In the Soviet Union of my youth, Josef Stalin was invisible. His predecessor in the Kremlin, Vladimir Lenin, was everywhere, from the pins on our school uniforms to the statues or busts that seemed to adorn every public space. In those statues, his arm was always raised, palm outstretched, exhorting us toward the glorious socialist future. My native city had decided that Lenin superseded Peter the Apostle in world-historical import, so St. Petersburg became Leningrad. Stalin once had his own city—Stalingrad, the site of a ferocious World War II battle—but after the mustachioed despot's myriad sins were exposed, the city reverted to Volgograd in 1961.

Stalin's fall from grace was the doing of Nikita Khrushchev, the Soviet leader who'd denounced him in a secret 1956 speech, railing against Stalin's "glaring violations of revolutionary legality" and, more ominously, his practice of "physical annihilation," perhaps a reference to the people killed in his purges and terrors, as many as 30 million.

Activist and journalist Masha Gessen, who grew up in Moscow during the 1970s, says, "I learned absolutely nothing in school [about Stalin]. Nothing. It's like he didn't exist. The whole Stalin era had just disappeared."

And now it's back. Earlier this summer, Khrushchev's great-granddaughter, Nina Khrushcheva, took a trip to the city of Samara, in southern Russia. There, on the banks of the Volga River, sits the bunker constructed for Stalin in 1942, when it looked as if the Soviet Union could fall to the Wehrmacht's eastward advance. The bunker's existence was not revealed until 1991; today, it is a prime example of Soviet kitsch, in all its terrifying glory. "Loved the red strobe lights/alarms that went off to recreate the feeling of an emergency as you go into the bunker," wrote one user on TripAdvisor.

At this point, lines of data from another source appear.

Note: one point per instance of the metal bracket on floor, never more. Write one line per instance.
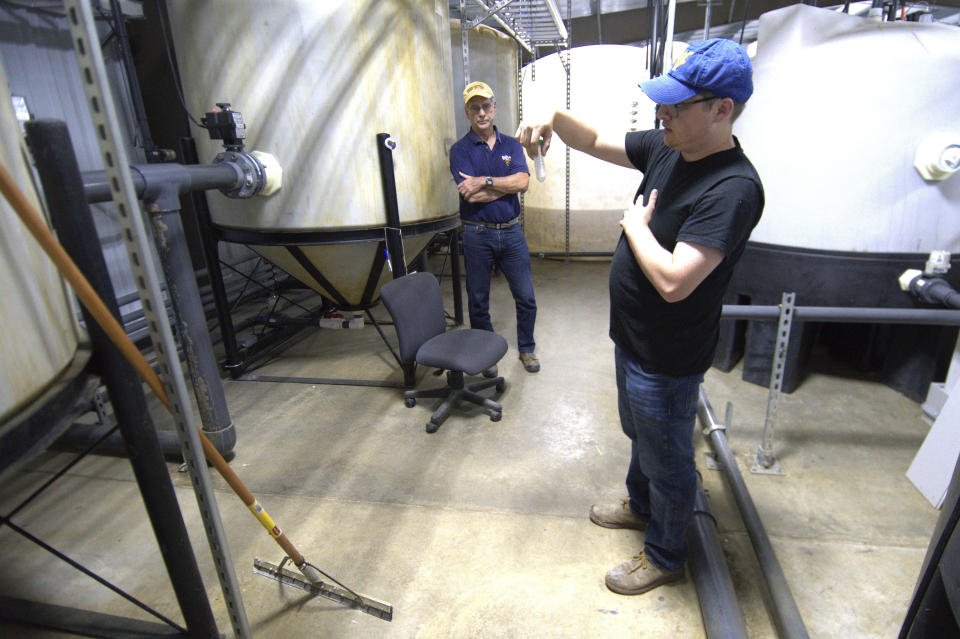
(764, 462)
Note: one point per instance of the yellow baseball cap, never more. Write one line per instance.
(476, 88)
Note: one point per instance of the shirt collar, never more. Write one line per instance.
(476, 139)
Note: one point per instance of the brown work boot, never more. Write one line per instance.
(530, 362)
(616, 515)
(638, 575)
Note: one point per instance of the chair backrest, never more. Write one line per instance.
(416, 306)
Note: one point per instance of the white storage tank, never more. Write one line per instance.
(604, 92)
(841, 106)
(39, 339)
(316, 82)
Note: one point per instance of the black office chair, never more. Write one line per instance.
(416, 306)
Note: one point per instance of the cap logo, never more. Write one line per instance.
(682, 59)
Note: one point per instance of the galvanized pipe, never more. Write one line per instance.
(846, 314)
(786, 615)
(722, 618)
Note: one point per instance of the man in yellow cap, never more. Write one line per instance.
(490, 170)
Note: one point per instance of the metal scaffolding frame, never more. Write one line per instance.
(532, 23)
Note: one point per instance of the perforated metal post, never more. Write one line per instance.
(136, 238)
(765, 462)
(566, 206)
(464, 46)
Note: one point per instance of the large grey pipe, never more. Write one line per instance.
(160, 187)
(721, 614)
(844, 314)
(786, 615)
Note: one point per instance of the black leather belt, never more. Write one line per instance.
(492, 225)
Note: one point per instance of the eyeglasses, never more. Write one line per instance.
(477, 108)
(673, 110)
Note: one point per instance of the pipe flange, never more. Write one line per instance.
(251, 175)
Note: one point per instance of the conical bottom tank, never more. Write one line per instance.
(316, 83)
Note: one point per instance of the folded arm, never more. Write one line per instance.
(675, 275)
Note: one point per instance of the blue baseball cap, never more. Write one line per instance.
(718, 65)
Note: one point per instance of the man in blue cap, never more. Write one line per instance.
(699, 199)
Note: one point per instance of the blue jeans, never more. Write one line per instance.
(482, 247)
(658, 413)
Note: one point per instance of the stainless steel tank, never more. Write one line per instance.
(604, 93)
(841, 105)
(38, 340)
(316, 82)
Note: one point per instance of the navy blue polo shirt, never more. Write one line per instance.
(472, 156)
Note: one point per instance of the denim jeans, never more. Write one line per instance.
(482, 247)
(658, 413)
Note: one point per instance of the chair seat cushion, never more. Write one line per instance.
(469, 350)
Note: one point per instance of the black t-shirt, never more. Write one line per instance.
(715, 201)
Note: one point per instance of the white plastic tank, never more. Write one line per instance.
(840, 107)
(604, 92)
(38, 340)
(315, 83)
(492, 57)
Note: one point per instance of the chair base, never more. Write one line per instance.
(455, 391)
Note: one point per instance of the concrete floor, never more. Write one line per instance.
(480, 530)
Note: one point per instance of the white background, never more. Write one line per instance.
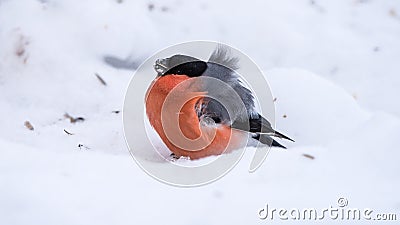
(333, 67)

Khrushcheva was struck by another aspect of the bunker museum: its shockingly sunny attitude toward the man for whom it was built. Speaking from Moscow, Khrushcheva, who teaches at the New School for Social Research in Manhattan, says, the hero-mongering of the mass murderer was "staggering."

"Even to me," she added.

It has been surprising to all of us who grew up in the Soviet Union, as surprising to many Americans as the election of Donald Trump. If the latter says something troubling about America to critics, the former says something far more troubling about Russia, whose tendency toward authoritarianism runs much deeper. For all his silly tweets, Trump hasn't opened any gulags (yet).

The worship of Stalin extends well beyond that bunker in Samara. In the Russia of Vladimir Putin, Stalin has enjoyed an unlikely—and to many, an unseemly—resurgence. His sins have been forgotten, while his greatness, in particular as commander in chief during World War II, has been vastly exaggerated. That's largely because his rehabilitation has been a pet project of Putin, who critics say has disturbingly Stalinist tendencies.

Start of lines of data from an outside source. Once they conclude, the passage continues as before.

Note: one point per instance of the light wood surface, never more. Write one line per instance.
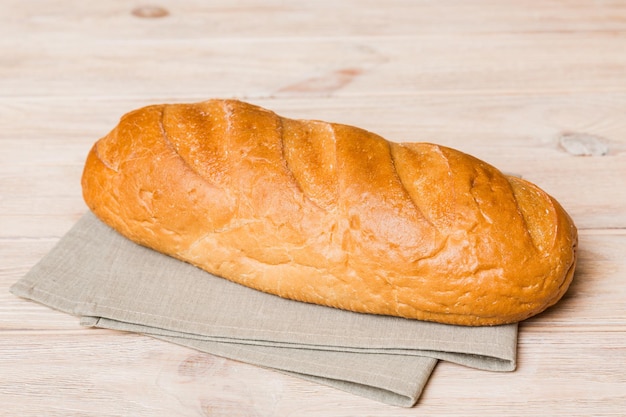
(528, 86)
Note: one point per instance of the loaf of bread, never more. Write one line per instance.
(331, 214)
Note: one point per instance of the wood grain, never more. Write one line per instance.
(503, 80)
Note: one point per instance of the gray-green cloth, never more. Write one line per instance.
(111, 282)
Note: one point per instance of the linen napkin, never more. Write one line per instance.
(110, 282)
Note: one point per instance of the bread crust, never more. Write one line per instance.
(332, 214)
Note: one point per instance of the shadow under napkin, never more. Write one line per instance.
(110, 282)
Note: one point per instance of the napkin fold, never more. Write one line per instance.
(110, 282)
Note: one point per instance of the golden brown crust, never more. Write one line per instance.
(332, 214)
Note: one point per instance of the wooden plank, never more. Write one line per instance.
(41, 163)
(261, 67)
(300, 19)
(109, 373)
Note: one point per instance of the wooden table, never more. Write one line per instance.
(537, 88)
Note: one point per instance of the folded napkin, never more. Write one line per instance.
(110, 282)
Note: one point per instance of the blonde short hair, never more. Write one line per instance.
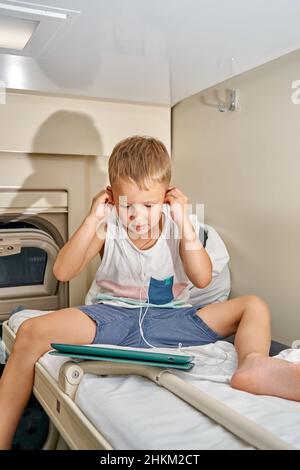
(143, 160)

In a sign of how inextricably the fortunes of the two strongmen are linked, a new poll by the Levada Center—an independent organization providing reliable data—that surveyed 1,600 Russians found they consider Stalin the most significant figure in the history of the world. Putin is second, in a tie with poet—and fellow St. Petersburg native—Aleksandr Pushkin. Earlier this year, another Levada Center poll found approval for Stalin at 46 percent, the highest it had been in 16 years, roughly since Putin came to power. Although those findings weren't surprising, they were especially troubling this year, as Russia grows increasingly hostile to the West, and nuclear war is no longer the mere stuff of Hollywood hacks. Moreover, Trump's open admiration of Putin seems to be fueled by the very qualities Putin admires in Stalin: strength, ruthlessness, nationalism, militarism.

Stalin's recrudescence would have been impossible without Putin, whose "managed democracy" has turned out to be what Gessen calls a "retro-totalitarian" regime that recalls Stalin without his bloodiest excesses. She argues that Putin "reproduced a totalitarian society with only disparate elements of state terror—enough to remind people what's possible, enough to make the habits of a totalitarian society kick in."

Khrushcheva points to the installation, in 2009, of Stalinist slogans in the busy Kurskaya station in central Moscow, and there have been plenty of other small gestures. In 2013, Bloomberg reported that new guidelines for secondary-school history textbooks "attempt to paint a 'balanced' picture of Stalin's rule. They describe Stalin as a modernizer who brought about Russia's ultra-fast industrialization, laid the foundation for the Soviet Union's scientific achievements and its victory in World War II," though they also acknowledge his "mass purges" and reliance on "forced labor."

Last month, Kutafin Moscow State Law University said it was restoring a plaque honoring Stalin that had been taken down sometime after Khrushchev's 1956 denunciation. One professor, Henry Reznik, resigned in protest, calling Stalin a "gravedigger of the law."

This red-washing of history is made easier by the deaths of Russians old enough to remember the purges and show trials of the 1930s. The lack of an independent media further hampers attempts to keep the Kremlin from creating fictional versions of the past and passing them off as truth.

Gary Saul Morson, a scholar of Russia at Northwestern University, told me that Americans don't understand the enormous importance Russians put on national pride. "Russia matters to them in an almost mystical sense," he says. "Individuals live and die, but Russia continues." The democracy ineptly nurtured during the 1990s by Boris Yeltsin was a chaotic rupture in the teleology of national greatness, one that made many long for the Soviet Union. Putin signaled the welcome return of Mother Russia.

The Russian flirtation with democracy lasted less than a decade. Given Putin's relative youth, a second date may not be coming for a while. And so I asked Morson the question that haunts me after every Putin crackdown on gays, liberals and foreigners, as the dreams of a democratic Russia seem ever more distant.

"Is Russia capable of democracy?"

Morson paused, then said, "I don't know how to answer that."

Russians may be as capable of democracy as any other country, but cowed by nearly two decades of low-grade despotism and lulled by a false sense of economic resurgence, they are trusting yet again in the Kremlin's strength, forgetting the inconvenient but inescapable lessons of history.